Estate administration - helping you to fulfill someone's last wishes

When someone dies leaving a Will which appoints someone to administer their estate (‘executor’), and that executor is to validly dispose of the assets of the deceased within England and Wales, the estate will first go to a process called probate. This involves the executors proving who they are and that the Will is valid. 

However, if the deceased has not left a Will, or their Will is invalid or incomplete in some way, legal administrators must be appointed, who perform a similar role to an executor. Where there are no instructions in a Will, the administrators must distribute the estate of the deceased according to rules laid down by law. 

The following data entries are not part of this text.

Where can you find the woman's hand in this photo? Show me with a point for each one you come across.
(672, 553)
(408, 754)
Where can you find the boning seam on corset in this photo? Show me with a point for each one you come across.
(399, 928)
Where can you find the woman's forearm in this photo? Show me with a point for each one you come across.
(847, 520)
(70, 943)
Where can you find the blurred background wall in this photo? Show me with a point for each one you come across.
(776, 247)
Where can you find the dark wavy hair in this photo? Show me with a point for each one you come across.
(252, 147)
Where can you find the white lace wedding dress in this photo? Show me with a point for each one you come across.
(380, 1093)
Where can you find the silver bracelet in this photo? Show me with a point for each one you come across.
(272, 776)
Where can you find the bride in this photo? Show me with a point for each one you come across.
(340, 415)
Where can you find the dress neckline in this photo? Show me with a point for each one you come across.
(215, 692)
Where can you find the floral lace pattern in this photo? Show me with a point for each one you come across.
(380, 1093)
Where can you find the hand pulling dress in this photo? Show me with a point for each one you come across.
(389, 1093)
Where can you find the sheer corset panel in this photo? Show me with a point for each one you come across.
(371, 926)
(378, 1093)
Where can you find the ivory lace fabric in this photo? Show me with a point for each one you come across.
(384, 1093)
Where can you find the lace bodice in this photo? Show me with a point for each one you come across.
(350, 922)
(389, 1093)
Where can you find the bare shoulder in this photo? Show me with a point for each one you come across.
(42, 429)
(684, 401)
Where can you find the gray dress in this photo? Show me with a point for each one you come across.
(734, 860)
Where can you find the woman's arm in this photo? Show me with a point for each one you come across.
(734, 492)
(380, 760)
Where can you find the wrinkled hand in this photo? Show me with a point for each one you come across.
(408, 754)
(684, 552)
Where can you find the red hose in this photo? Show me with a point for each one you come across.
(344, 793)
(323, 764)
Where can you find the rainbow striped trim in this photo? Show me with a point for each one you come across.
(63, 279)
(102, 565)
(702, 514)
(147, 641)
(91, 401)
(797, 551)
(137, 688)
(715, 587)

Certain assets fall outside the estate for administration purposes. The most common example is a property jointly owned by a couple (married or in a civil partnership). When one of the couple dies, the property passes into the sole name of the survivor. Other examples include discretionary death benefits from pension funds, accounts with certain financial institutions subject to a nomination and the proceeds of life insurance policies which have been written into trust. Trust property also frequently falls outside of the estate but this depends on the terms of the trust. 

Help is at hand

We offer a full range of estate administration services. This is regardless of whether or not we prepared the Will of the deceased, and we do not encourage clients to appoint us as executors of their Will as we consider this an unnecessary expense for them. However, in all but the simplest of cases the paperwork can be challenging, and people who have been entrusted with the task of carrying out the last wishes of a loved one often need some help to tie up the affairs. This can range from a simple meeting to discuss how they go about obtaining probate, to the need to undertake some post-death tax planning by way of an Instrument of Variation. If you require assistance obtaining the Grant of Representation we can either advise you free of charge or we can refer you to one of our trusted associates.

You can choose whether to pay a fixed fee for our services or a percentage of the estate, and we will advise you as to what is likely to be the most cost-effective for you.